A display driver for LS013B7DH03 entirely in the ESP32 chip's ULP coprocessor
I’ve been working with Sharp’s LS013B7DH03 memory LCD. While looking for a driver to use with MicroPython I realised that they all invert some COM signal every time they update the display, usually with a vague comment about how you have to update the display regularly. The EXTCOMIN and EXTMODE pins also baffled me until I eventually found this handy bit of documentation by Peter Hinch that explains it.
So basically one way or another the COM signal has to be inverted regularly or you’ll gradually damage the LCD. I agree that doing that in software seems to be easier.
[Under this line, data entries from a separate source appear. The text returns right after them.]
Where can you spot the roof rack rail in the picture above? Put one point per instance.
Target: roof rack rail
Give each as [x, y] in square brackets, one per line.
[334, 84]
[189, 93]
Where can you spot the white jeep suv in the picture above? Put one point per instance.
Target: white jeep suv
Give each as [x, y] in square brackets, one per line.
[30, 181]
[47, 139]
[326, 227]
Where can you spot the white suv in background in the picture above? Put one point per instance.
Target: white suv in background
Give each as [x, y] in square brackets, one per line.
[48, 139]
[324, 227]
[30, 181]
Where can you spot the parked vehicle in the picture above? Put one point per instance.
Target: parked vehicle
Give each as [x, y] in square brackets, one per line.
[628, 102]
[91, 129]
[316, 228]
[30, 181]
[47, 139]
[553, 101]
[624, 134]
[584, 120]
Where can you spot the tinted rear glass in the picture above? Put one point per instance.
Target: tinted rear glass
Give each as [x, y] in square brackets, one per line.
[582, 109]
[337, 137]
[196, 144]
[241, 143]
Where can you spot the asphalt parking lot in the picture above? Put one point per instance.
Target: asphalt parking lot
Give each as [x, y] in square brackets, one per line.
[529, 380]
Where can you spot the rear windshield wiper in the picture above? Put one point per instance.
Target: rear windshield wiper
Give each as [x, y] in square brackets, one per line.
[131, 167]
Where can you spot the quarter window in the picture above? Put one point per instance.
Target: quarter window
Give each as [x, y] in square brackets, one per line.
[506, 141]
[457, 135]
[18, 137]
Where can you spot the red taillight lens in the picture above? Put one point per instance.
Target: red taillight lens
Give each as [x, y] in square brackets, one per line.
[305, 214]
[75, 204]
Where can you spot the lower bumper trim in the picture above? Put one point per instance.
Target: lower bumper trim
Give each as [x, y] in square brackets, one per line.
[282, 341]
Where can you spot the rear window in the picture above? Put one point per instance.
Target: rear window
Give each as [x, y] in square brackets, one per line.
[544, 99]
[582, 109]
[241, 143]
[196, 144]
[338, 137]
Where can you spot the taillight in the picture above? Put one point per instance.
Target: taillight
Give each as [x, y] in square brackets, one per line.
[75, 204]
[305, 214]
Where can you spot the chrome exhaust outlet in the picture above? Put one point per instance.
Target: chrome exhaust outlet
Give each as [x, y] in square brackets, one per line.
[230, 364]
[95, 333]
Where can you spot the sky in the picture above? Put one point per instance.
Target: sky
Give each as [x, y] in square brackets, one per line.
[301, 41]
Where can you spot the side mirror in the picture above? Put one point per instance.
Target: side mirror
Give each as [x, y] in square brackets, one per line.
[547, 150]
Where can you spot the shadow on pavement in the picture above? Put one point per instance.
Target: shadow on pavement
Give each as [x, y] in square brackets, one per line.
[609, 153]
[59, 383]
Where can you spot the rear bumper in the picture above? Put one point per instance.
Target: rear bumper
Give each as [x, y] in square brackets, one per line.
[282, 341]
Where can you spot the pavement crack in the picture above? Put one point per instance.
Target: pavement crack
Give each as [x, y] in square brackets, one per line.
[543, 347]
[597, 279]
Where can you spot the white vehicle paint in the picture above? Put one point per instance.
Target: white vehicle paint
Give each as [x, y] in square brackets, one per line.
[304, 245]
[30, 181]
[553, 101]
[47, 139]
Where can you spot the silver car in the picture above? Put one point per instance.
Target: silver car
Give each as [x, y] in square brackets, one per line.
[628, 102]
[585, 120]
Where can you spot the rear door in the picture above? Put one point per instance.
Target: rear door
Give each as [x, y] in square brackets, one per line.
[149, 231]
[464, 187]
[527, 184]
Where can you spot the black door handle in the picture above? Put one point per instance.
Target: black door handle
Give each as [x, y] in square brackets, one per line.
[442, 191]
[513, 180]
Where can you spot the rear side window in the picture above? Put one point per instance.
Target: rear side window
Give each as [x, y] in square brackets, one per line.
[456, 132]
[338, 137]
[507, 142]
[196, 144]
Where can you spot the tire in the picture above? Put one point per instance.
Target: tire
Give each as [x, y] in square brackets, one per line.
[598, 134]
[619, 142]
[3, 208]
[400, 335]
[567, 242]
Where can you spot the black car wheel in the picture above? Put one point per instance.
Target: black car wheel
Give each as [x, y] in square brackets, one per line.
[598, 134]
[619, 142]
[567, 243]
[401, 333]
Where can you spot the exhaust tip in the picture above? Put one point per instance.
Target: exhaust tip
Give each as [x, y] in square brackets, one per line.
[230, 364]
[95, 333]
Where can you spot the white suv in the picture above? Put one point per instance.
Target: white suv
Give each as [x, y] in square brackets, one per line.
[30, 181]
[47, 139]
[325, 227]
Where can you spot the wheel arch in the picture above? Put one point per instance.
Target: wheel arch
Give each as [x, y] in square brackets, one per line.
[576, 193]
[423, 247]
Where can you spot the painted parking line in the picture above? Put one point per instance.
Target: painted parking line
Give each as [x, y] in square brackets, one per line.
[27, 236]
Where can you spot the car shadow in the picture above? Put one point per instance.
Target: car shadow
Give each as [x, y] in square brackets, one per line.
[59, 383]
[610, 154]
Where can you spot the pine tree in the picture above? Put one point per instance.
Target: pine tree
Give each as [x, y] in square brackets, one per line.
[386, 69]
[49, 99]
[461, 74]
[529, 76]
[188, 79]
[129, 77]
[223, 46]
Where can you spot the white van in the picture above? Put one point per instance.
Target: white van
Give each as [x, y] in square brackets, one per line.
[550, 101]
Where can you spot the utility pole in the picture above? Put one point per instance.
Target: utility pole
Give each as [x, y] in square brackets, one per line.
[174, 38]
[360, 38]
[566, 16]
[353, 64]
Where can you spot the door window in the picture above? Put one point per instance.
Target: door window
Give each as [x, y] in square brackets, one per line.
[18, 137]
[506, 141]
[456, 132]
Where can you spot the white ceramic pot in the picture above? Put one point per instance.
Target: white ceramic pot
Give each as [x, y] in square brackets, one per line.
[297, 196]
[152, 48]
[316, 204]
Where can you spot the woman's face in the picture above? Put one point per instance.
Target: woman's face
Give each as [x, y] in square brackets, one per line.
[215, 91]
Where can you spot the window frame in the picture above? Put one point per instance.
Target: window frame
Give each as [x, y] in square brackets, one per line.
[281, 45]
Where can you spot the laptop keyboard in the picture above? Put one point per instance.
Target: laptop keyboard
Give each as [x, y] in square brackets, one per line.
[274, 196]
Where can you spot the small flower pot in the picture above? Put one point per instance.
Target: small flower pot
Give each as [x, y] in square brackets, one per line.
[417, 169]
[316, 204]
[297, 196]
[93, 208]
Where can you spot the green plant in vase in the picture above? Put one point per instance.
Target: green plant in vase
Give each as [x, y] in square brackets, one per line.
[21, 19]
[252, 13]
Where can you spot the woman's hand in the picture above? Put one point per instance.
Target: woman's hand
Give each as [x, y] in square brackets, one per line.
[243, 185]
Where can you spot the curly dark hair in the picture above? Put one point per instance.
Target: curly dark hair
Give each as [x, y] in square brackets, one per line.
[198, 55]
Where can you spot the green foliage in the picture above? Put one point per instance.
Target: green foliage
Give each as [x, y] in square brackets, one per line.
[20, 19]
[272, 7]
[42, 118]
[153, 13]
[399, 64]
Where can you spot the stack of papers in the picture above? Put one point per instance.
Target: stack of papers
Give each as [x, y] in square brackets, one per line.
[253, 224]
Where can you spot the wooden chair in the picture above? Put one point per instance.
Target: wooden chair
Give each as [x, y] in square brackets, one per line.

For my application I want to keep the ESP32 in deep sleep as long as possible and waking from deep sleep takes a significant part of a second, so waking every second or so to invert the signal is out of the question.
The ESP32 also has a ULP (Ultra Low Power) Coprocessor, so I got the idea to use that to periodically invert the COM signal. But then I thought.. Is it possible to just have the entire display driver live in the ULP processor with the entire display buffer in the 8K of RTC memory along with the code? And the answer turns out to be.. kinda. But it is just a bit too slow.
The ULP is extremely limited. It has 4 general purpose registers, a weird hidden 8-bit register that’s only really useful for loops and very few instructions. It is clocked from the ±8Mhz clock. Seems like you can maybe also clock it from 40Mhz/4 = ±10Mhz but I haven’t figured out how to do that yet. Instructions take 4, 6, 8 or 12 clock cycles to execute and load the next instruction. The macros for reading/writing peripheral registers take who knows how many more. It can only access memory at 32-bit word boundaries, but it can only read/write to the lower 16 bits. The upper 16-bits of each 32-bit word is inaccessible.
The display is 128x128 monochrome, so a full screen buffer is 2048 bytes, but because half the memory is inaccessible it actually takes 4096 bytes, or 1024 32-bit words. ie. exactly half of the 8K of RTC memory. The ULP is designed to do ADC readings or monitor something over an I2C bus or maybe check some pins and then wake up the main processor. The display talks SPI, the ULP has no access to SPI hardware. So I would have to bitbang it..
I’ve never written anything in assembly before (let alone for such an obscure target), so I had no feel for what kind of speed I’d get. I decided to just wing it and if it doesn’t work out I could always go back to plan A which was to only run the ULP while the main processor is asleep and have the main processor take over the SPI bus to quickly update the display otherwise.
So my driver borrows from MicroPython nano-gui’s driver in that it subclasses framebuf.FrameBuffer, but all the Python code does is it has a 2048 byte screen buffer that it copies over to the RTC memory in the “only use half of it” weird style that the ULP understands. This way it can behave just like a normal MicroPython framebuffer display driver. The ULP code basically then just stores the last COM signal, wakes up periodically, inverts it and copies the buffer contents to the display from that patch of RTC memory. Then goes back to sleep.
I optimised this a fair amount and.. it takes about 140ms-ish according to my oscilloscope to copy over a frame. I can maybe get that down closer to 100ms which would be 10 frames per second and I could maybe boost that by a further 20% if I can switch to a faster clock, but that’s still gonna be in the range of 10 FPS for full screen updates which isn’t great. It should be possible to speed up “off” pixels by a bit and to make it only update changed lines, but I’m not crazy about those limitations - I like things to perform predictably.
This was interesting and I learned a lot. I put my hacky code up as a Gist.
What I’ll rather end up doing would be to copy the frame data to the display using the main processor from the main program and then only use the ULP during deep sleep with the “maintain memory internal data” mode where you send it one byte including the inverted COM bit. I was hoping to avoid that because that has different bits of complexity: You have to make sure that control of the SPI line gets properly handed off between the main processor and the ULP.